European markets enjoyed a stellar 2017, attracting the largest share of global real estate investment volumes for the first time since 2010.
The strength of the region is reflected in JLL’s latest Investment Intensity Index rankings which saw European cities account for seven of the world’s top 10 markets, and 12 of the top 30.
Europe’s ‘New World Cities’ in particular featured prominently, with the Nordic markets of Oslo (1st), Copenhagen (18th) and Stockholm (28th), and Germany’s Munich (4th), Frankfurt (6th) and Berlin (13th) leading the way.
The Investment Intensity Index compares the volume of direct commercial real estate investment in a city over a three-year period relative to its current economic size. The resulting rankings provide a measure of market liquidity and a barometer of a city’s overall economic health.
In addition, European cities dominate global cross-border capital flows. They now occupy 11 of the top 12 spots for cross-border investment intensity, up from 10 the year before. London, Edinburgh, Frankfurt and Berlin top the list.
The region as a whole saw a 29 percent increase in cross-border activity during 2017, which is a “testament to Europe’s openness and continued attractiveness to investors,” according to Jeremy Kelly, Global Cities Research Director at JLL.
Europe in a good place
European markets more generally, are also benefiting from their status as some of the world’s most transparent, stable and open markets. After years in the economic doldrums, the region’s return to sustained growth, which began last year, has further helped boost interest and investment.
“As well as featuring in the Investment Intensity Index, several of the top-ranking European cities are among the world’s largest overall CRE investment markets, and some have experienced strong investor demand over the last year, including London, Berlin and Frankfurt,” says Kelly.
London, for instance, saw a 45 percent increase in volumes in 2017, a significant rebound from its post-referendum lows in 2016. It also topped the global rankings for total and cross-border investment activity in 2017.
However, this pales beside Amsterdam and Berlin, where investment activity last year increased by 93 percent and 100 percent respectively, he says.
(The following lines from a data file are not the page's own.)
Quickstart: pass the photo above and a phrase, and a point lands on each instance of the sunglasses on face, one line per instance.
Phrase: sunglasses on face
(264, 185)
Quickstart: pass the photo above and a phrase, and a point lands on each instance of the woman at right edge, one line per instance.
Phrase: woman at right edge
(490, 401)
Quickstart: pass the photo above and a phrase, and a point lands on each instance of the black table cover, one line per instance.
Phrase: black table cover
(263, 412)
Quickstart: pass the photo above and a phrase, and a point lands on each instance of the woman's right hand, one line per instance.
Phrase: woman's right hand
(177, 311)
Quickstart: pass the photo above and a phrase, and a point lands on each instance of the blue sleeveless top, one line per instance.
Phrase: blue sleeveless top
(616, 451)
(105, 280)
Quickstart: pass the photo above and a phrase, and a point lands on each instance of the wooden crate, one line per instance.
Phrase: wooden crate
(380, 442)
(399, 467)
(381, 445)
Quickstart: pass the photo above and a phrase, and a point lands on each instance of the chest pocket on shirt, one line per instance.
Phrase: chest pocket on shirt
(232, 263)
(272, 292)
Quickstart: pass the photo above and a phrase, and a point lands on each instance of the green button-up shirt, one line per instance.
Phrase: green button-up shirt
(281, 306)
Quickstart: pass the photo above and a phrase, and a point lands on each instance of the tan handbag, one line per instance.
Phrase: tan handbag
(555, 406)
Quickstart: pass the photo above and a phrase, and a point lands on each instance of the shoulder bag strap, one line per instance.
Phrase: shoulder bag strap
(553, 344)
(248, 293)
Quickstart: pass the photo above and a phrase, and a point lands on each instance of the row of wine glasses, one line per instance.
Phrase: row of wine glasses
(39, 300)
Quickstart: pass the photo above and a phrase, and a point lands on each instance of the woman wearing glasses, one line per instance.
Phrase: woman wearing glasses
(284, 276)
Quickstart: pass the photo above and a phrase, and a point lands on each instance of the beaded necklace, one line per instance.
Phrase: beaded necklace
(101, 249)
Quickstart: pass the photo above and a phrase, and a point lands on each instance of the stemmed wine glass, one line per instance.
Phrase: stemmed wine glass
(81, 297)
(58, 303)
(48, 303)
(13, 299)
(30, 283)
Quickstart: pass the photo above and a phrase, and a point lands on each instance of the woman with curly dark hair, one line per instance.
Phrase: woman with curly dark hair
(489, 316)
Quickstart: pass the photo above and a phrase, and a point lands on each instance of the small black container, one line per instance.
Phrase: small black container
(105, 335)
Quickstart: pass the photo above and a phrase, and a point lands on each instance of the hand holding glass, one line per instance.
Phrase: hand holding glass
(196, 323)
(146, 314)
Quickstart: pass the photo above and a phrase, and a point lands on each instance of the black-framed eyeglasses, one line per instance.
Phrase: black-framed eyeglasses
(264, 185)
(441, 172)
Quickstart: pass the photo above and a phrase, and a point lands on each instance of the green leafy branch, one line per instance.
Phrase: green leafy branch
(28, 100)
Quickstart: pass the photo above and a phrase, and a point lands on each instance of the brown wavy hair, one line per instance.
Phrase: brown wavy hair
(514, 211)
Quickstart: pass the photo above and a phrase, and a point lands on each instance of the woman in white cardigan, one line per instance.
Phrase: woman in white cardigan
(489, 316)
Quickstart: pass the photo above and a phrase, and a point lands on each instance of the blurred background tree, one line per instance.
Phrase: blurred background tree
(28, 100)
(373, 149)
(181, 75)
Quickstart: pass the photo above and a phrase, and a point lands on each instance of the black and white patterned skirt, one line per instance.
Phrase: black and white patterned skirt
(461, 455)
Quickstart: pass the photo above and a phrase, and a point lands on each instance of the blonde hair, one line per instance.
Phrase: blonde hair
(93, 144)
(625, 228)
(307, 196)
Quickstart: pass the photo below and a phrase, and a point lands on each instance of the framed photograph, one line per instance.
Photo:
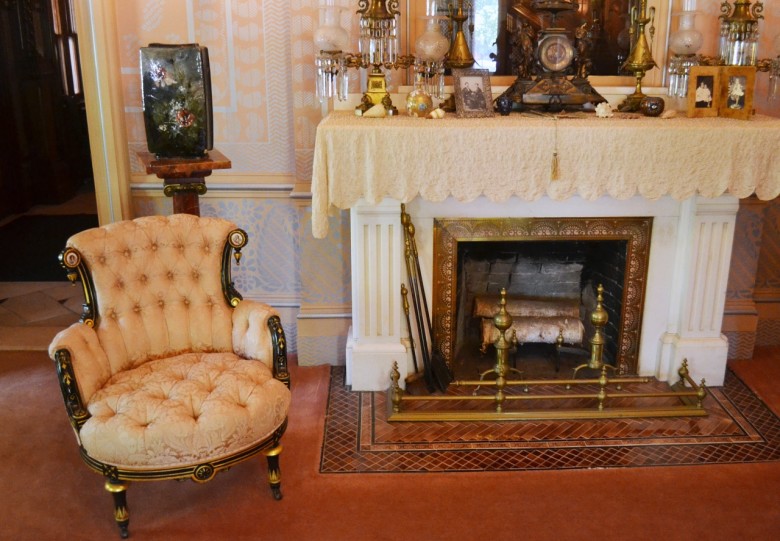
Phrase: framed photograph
(704, 91)
(473, 96)
(737, 84)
Europe’s New World Cities show their appeal
The allure of the New World Cities, which tend to be medium-sized and well-managed, lies in their strong future-proofing potential in terms of innovation and technology, sustainability and quality of life.
These characteristics are especially marked among Europe’s Index-topping cities, which all possess a critical mass of high-quality, specialized jobs, businesses and higher education institutions, along with strong infrastructure platforms.
Investors are increasingly looking to identify cities that are best-placed to gain from trends in technological transformation, and so generate long-term value preservation and growth, says Kelly.
“The attractiveness of Europe’s New World Cities lies in their exceptional levels of high-tech and knowledge-intensive employment, concentrations of innovative, globally successful firms, and high quality of life. These attributes should enable them to retain their appeal to companies, talent and investors going forwards,” he says.